I agree with the chuckles being a very good technique for calling Rosies. But I've found that once you get in the "red zone", 50-100 yards and threaten them, they come in like a freight train ready to fight.

The bull we killed last year covered 80 yards in about 3 seconds when we got set up ready to brawl. But, then to your point about silent bulls, we were just finishing up taking pictures and starting to get cutting, another bull had snuck in silently and finally got our wind from about 10 yards away and busted. Had no idea he was there. So we had both behaviors clearly exhibited within about 20 minutes of each other.

Online blackveltbowhunter

  • Non-Hunting & Covid-19 Topics
  • Trade Count: (+1)
  • Frontiersman
  • *****
  • Join Date: Oct 2009
  • Posts: 3372
Re: Rosie vs. Cascade Rosie vs. Rocky Mountain elk.
« Reply #17 on: May 18, 2019, 11:52:39 AM »
IME, vocalization and or vocal responses are driven exclusively by 3 things, mood, pressure, and BTC ratio. Its like a triangle, hot bull, good BTC, low pressure. Both species will be sounding off a lot.

 My observations have been that Aggressive approach or the commitment phase is driven by mood and habitat. Bulls that grow up in areas where they can't see until very close have been much more aggressive to not only bugles but noise in general.

   Although we will likely never fully know why; a couple reasons come to mind. One might be the sight factor itself. Because they can't see they have to get close to confirm target. Because they have no distance, they come in ready to fight because they have no choice. Another is that elk that live in more vegetated areas with prevalent feed and water don't travel as much unpressured. This creates a smaller home profile and that bull is less likely to randomly cross paths with other bulls during day  to day activity.  He doesn't need to bugle as much, but when he does its for a reason. On the opposite end of the spectrum, bulls who have herds that need a lot of movement just to carry out the day to day often cross paths with other bulls. Location bugling is huge for these guys, and its not unusual to have hundreds of locate bugles thrown around a canyon and bulls never budge. When herds collide that's when things get real, but typically these bulls have grown up in areas where they use their eyes to confirm the other senses. That sense slows them down, and he may be very wary unless in his home turf.

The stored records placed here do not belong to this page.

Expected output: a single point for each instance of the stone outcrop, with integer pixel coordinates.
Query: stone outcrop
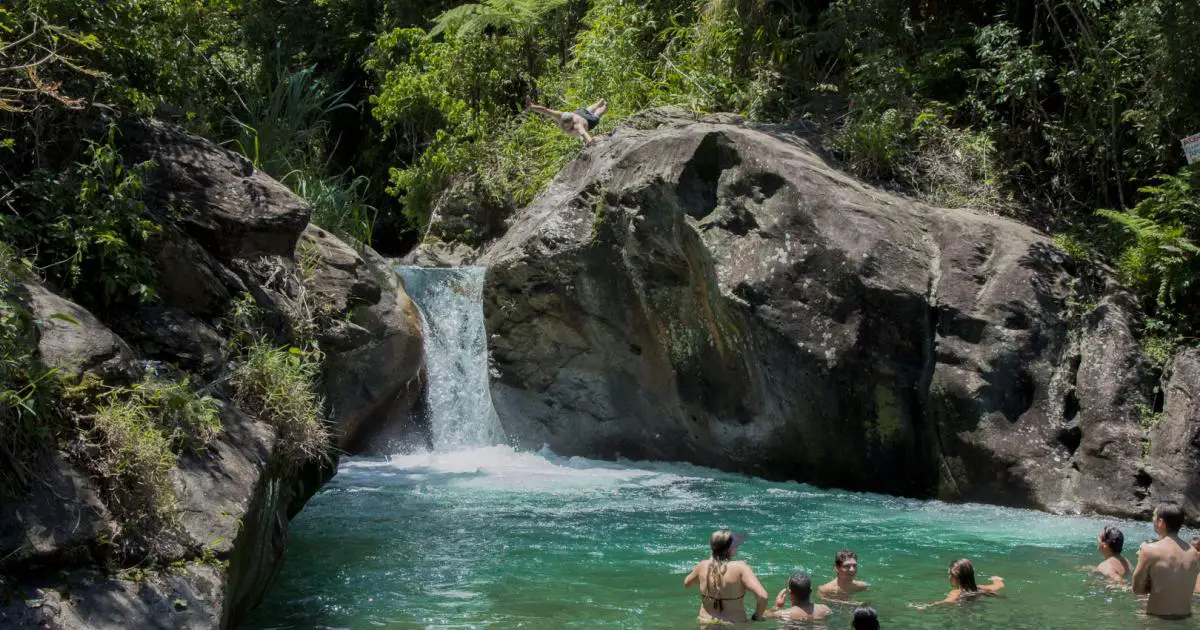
(707, 291)
(1175, 438)
(239, 232)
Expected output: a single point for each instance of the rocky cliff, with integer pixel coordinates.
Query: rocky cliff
(241, 233)
(707, 291)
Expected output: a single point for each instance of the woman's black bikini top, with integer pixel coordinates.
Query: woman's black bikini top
(719, 603)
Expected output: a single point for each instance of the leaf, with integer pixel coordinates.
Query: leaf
(69, 319)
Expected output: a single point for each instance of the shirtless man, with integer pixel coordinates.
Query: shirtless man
(841, 588)
(1114, 567)
(1195, 545)
(577, 123)
(799, 589)
(1167, 568)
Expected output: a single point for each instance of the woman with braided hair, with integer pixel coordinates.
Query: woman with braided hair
(724, 582)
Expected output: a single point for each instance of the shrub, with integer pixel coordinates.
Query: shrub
(1162, 235)
(25, 387)
(133, 436)
(337, 204)
(85, 227)
(279, 385)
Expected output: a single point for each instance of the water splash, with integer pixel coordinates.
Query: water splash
(459, 396)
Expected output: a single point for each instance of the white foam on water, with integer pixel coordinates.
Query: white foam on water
(504, 469)
(459, 397)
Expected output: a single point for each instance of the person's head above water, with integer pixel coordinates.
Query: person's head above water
(1111, 539)
(865, 619)
(799, 586)
(1168, 519)
(725, 543)
(845, 563)
(963, 575)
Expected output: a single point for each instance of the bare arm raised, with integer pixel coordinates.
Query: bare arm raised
(1141, 574)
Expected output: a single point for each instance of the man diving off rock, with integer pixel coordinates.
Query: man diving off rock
(577, 123)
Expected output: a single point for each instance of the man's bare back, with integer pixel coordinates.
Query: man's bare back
(1168, 568)
(1115, 569)
(809, 612)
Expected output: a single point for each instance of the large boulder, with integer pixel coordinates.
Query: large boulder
(72, 341)
(1175, 438)
(375, 359)
(228, 231)
(707, 291)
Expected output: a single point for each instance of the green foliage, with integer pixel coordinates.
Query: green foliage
(1162, 256)
(339, 204)
(87, 227)
(279, 384)
(283, 123)
(133, 435)
(1072, 247)
(25, 387)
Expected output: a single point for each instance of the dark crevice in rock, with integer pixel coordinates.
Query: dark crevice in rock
(1071, 436)
(701, 175)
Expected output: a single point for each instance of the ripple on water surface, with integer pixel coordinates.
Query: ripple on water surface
(492, 538)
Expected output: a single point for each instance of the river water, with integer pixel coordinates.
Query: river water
(477, 535)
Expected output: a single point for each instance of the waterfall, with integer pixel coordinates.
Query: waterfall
(459, 397)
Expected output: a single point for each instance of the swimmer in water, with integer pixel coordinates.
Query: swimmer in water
(963, 585)
(865, 618)
(724, 582)
(1114, 567)
(1195, 545)
(799, 589)
(841, 588)
(1168, 568)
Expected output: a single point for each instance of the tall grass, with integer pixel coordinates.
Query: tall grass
(337, 204)
(283, 125)
(133, 436)
(279, 384)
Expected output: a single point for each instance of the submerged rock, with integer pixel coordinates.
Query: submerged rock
(706, 291)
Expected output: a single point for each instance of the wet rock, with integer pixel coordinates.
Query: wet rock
(73, 341)
(1175, 438)
(232, 208)
(174, 336)
(702, 289)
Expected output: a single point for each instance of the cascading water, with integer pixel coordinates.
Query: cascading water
(459, 397)
(475, 534)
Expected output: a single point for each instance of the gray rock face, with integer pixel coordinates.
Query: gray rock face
(73, 341)
(240, 233)
(705, 291)
(375, 361)
(175, 336)
(1175, 439)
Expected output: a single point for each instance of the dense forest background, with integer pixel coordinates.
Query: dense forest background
(1066, 114)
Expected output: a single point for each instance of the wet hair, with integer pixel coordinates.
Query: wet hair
(721, 543)
(865, 618)
(1113, 538)
(801, 586)
(1171, 515)
(964, 574)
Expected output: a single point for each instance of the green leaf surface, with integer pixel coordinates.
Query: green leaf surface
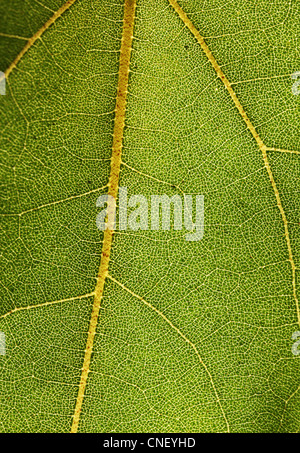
(191, 336)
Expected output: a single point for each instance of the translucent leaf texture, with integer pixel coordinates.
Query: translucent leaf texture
(191, 336)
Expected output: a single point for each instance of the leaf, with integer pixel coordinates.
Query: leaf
(143, 331)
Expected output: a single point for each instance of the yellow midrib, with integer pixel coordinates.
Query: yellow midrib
(129, 14)
(113, 184)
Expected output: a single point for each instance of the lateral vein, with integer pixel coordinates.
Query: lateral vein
(189, 24)
(113, 184)
(181, 334)
(37, 35)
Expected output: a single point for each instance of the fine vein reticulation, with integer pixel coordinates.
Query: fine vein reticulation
(125, 53)
(113, 184)
(38, 34)
(188, 23)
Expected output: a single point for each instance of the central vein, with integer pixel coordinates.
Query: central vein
(113, 185)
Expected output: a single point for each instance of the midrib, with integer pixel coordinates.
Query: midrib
(113, 184)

  I know when I began hunting areas other than dense westside it started a sharp learning curve. But I still base my tactics primarily on terrain and vegetation. Species doesn't even come into play for me. I have had rosies bugle all day long across a clear cut canyon, and I have had Rockies charge through a hundred yards of pine to kill me once I was in his bedroom. In general I think rosies habitat predisposes them to being more aggressive, vocal but less big bugles, and conversely Rockys often need the big noise and use it to avoid trouble. But both species cross over all the time.


Offline Old Man8383

  • Trade Count: (0)
  • Pilgrim
  • *
  • Join Date: Jun 2011
  • Posts: 24
  • Location: South Cascades
Re: Rosie vs. Cascade Rosie vs. Rocky Mountain elk.
« Reply #18 on: May 19, 2019, 06:28:18 PM »
WDFW did genetic profile work ups of some elk in SW in the mid to late 1990's.  Don't know how large the sample size was.  WDFW had proposed relocating elk from the Chehalis River basin West of I 5 to other areas and it was questioned if they were Roosevelt's or hybrids.  Of the elk WDFW tested from a variety of studies and I think from field check stations in SW Washington all elk tested West of I 5 were Roosevelts.  Those tested East of I 5 were all hybrids except in the Coweeman drainage where the elk tested were Roosevelts.  Surprisingly from areas that historically were known to have elk move across I 5 there still were no hybrids West of I 5.

Since there are no absolutes in this type of thing, its safe to say there are still probably few if any hybrids West of I 5 and there are probably few or no pure blooded Roosevelt left East of I 5.